Special/Signature Issues » 30th Anniversary Issue

Before we were Lincoln.


Anticipation builds for Steven Spielberg's "Lincoln" release next month. But residents were especially star-struck in 1983, when Virginia began to actively court the film industry. For seven weeks during that summer, hundreds of Richmonders were extras in a made-for-TV miniseries, "Kennedy," starring Martin Sheen as the president (years before he played another president on "The West Wing") and Blair Brown as Jackie. Actor E.G. Marshall played Joseph Kennedy; John Shea was Bobby Kennedy and Kelsey Grammer played brother-in-law Stephen Smith.

But local celebrities also had parts. As Style reported in November 1983 (the publication was monthly at the time) that Pam Reynolds (arts leader), Ann Carneal (floral designer), Dale Mercer (Richmond socialite and the mother of New York socialite Tinsley Mercer Mortimer), George Bryson (Miller & Rhoads department store executive) and gallery owner Bev Reynolds) were among the extras.

Style reported in June 1984 that Mary Tyler Moore had been cast in "Finnegan, Begin Again" which was filmed here later that summer. Robert Preston and Sam Waterston joined the cast. Viewing the film today provides a startling time capsule of how shabby downtown Richmond looked in the early 1980s, especially East Broad Street, the 17th Street Farmers' Market and the yet to be restored Main Street Station.

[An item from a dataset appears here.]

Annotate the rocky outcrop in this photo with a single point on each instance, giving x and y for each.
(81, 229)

In November 1987 Style wrote that actor Sam Waterston and his son "created a stir" when they appeared at Sunday morning services at St. Paul's Episcopal Church downtown. He played Abraham Lincoln in the miniseries "Lincoln," based on a Gore Vidal book, which was filming in Richmond. During the Civil War years, it was Confederate President Jefferson Davis who was worshipping at St. Paul's the same day Richmond was evacuated in 1865. Mary Tyler Moore played Mary Todd Lincoln in the televison series with John Houseman and Ruby Dee in other parts. Richmonders were received acting credits included Bev Appleton, Dick Cheatham, Helen Jervey and Tom Width.